Grief & Loss, Resilience, Spiritual Connection | 2 comments

Chronic pain can feel overwhelming. If you have chronic pain, I hope some of these tips can help you find some relief.

I have chronic pain myself, mostly brought on by trauma in 2016 and worsened by omicron in 2023. It’s mostly manageable and then out of nowhere I get those pain flares. It can suddenly be super intense or last extra long. Let me just validate for you that chronic pain can be pretty exhausting.

FYI I am not a medical professional or therapist. This is not medical advice. I am simply a personal mentor, singer and drummer who works with healing energy to help people like me, who suffer from chronic pain.

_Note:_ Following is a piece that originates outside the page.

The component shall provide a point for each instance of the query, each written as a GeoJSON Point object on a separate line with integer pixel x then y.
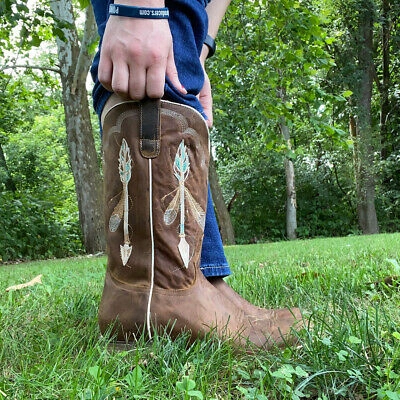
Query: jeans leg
{"type": "Point", "coordinates": [213, 261]}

Tracking the pain and patterns of my body helps me to find the best ways to manage it. None of the medications, supplements, salves or other remedies I’ve ever used or am taking now can put much of a dent on the pain on their own. I just have to find the best mix of things that work for me. Everyone’s situation is unique.

Here are a few tips for chronic pain relief, and please feel welcome to share your own in the comments.

Remember you are not your pain.

Remind yourself that your pain isn’t who you are but rather a part of your experience. If your pain is in multiple places or literally everywhere, I know that can feel like a huge lie but it’s the truth. Pain may affect you in different ways but it is not you. However, your body is the messenger, so it can feel like that pain is your whole world sometimes. Find even just one tiny spot on or in your body that is not feeling pain right now. Get as creative as you need to. When you can show your brain that your whole self is not the pain but that parts of you happen to be experiencing pain, it will help you remember you are not your pain and differentiate between you, your body and the pain you are having.

Healthy Distractions:

Of course nobody wants to pursue unhealthy distractions, like addictions. If you find yourself there, rather than shaming yourself, do your best to return to healthy pain relief tactics. By the way, these are all ways YOU can find relief on your own or with someone, but please get whatever support you can as needed. If you’re seeking support, I may be able to help. You can reach out for support with pain, trauma or grief right here.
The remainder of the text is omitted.